IFTIRA - Almanca'ya çeviri

Verleumdung
iftira
hakaret
Lüge
yalan
iftira
Lügen
yalan
iftira
verleumderisch
iftira
erdichtet
uyduranlar
uydurup iftira edenler
iftira ediyor
düzüp iftira edenler
Diffamierung
hakaret
iftira
verlogen
yalancı
sahtekâr
iftira
aldatılmıştır
Verleumdungen
iftira
hakaret
Verlogenheit
yalancılık
iftira
Verleumder
iftira
Falschaussage

Iftira Turkce kullanımına örnekler ve bunların Almanca çevirileri

{-}
  • Colloquial category close
  • Ecclesiastic category close
  • Ecclesiastic category close
  • Programming category close
  • Computer category close
Gıybet ve iftira.
Die Falschheit und Verlogenheit.
Siz iftira ya da adil veya haksız iftira, karşılaşabilirsiniz.
Sie können Empörung oder Verleumdung, fair oder ungerecht begegnen.
Böylece bir haksızlık ve iftira etmiş oldular.
Sie begehen da Ungerechtigkeit und Falschaussage.
Şeytan“ iftira” veya“ suçlayıcı” anlamına gelir.
oder„jemand der Widerstand leistet“, während Teufel„Verleumder“ oder„Ankläger“ bedeutet.
Gözyaşı- iftira.
Tränen- Lügen!
Ama Allaha şükür iftira olduğu ortaya çıktı.
Dies ist Gott sei Dank verworfen worden.
Iftira sanatı onun direnişlerine karşı.
Die Kunst der Verleumdung gegen ihre Widerstände.
Böylece bir haksızlık ve iftira etmiş oldular.
Sie begehen da ja Ungerechtigkeit und Falschaussage.
Yalan, dolan, iftira herşey var.
Lügen, Leonore, alles Lügen.
Iftira ve ithamlara maruz kalıyorlardı.
Die warfen Wellen von Lüge und Hass.
Iftira- Bir evlilik, bir kadın- kız bir bilezik verildi.
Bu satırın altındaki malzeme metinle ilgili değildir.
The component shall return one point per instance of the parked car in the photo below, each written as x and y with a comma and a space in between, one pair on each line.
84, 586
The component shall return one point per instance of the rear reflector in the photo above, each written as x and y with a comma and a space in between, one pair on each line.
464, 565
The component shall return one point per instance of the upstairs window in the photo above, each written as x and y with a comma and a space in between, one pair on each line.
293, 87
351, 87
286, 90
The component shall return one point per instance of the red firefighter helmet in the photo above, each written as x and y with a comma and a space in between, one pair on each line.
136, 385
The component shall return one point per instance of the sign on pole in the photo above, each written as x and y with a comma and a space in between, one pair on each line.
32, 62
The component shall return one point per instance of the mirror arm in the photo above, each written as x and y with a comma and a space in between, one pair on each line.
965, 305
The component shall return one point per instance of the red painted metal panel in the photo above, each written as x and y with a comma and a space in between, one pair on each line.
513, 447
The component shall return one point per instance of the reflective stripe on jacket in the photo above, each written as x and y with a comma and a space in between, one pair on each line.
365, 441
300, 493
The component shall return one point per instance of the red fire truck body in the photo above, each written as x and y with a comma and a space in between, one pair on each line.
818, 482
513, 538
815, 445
Mädchen gegeben ein Armband- eine Ehe, eine Frau- eine Verleumdung.
Her zina isnad edip iftira eden böyle değildir.
Dann war sie doch nicht von allen geächtet und verworfen.
Böylelikle onlar, hiç şüphesiz zulüm-haksızlık ve iftira edegelmektedirler.
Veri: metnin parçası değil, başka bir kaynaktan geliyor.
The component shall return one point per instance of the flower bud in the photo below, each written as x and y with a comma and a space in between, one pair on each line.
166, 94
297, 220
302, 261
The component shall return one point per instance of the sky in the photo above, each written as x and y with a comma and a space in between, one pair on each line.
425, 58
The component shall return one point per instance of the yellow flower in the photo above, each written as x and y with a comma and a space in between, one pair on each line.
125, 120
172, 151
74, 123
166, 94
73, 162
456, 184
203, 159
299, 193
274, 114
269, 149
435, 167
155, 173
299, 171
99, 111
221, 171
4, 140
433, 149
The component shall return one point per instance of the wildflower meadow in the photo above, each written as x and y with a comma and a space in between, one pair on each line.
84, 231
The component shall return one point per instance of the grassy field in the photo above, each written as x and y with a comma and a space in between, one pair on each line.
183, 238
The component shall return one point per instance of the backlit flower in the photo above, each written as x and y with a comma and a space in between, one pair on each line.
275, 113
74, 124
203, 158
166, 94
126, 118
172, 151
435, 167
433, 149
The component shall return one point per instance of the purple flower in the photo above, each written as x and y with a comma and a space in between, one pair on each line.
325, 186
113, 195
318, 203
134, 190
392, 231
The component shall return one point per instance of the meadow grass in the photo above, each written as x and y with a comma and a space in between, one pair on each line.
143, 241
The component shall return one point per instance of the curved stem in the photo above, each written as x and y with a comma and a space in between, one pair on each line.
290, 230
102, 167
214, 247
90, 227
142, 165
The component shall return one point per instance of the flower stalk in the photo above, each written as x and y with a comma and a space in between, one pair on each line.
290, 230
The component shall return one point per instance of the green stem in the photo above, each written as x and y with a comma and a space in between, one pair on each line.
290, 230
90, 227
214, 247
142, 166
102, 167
Wahrlich, sie haben da Ungerechtigkeiten und Lügen vorgebracht.(4).
Iftira ve ithamlara maruz kalıyorlardı.
Die warfen Wellen von Lüge und Haß.
Misilleme yapacaklar, iftira atacaklardır.
Man muss mit Vergeltung, Verleumdung rechnen.
Sürekli hakaret ve iftira.
Ständige Beleidigungen und Lügen.
Iftira ve ithamlara maruz kalıyorlardı.
Sie bestanden aus Haß und Lüge.
Bunun daha ciddi nedenleri var. ama böyle bir iftira yazmak için.
Aber so eine Verleumdung zu schreiben, dafür gibt es schwerwiegendere gründe. Fernand hat dich gehasst.
Bu mektuplar, iftira ve yalanlardan başka bir şey değil.
Die Briefe sind ein Geflecht von Lügen und Verleumdungen.
O zaman da“ iftira” deriz olur biter.
Und das nennt sich dann auch noch“ Ende der Lüge“.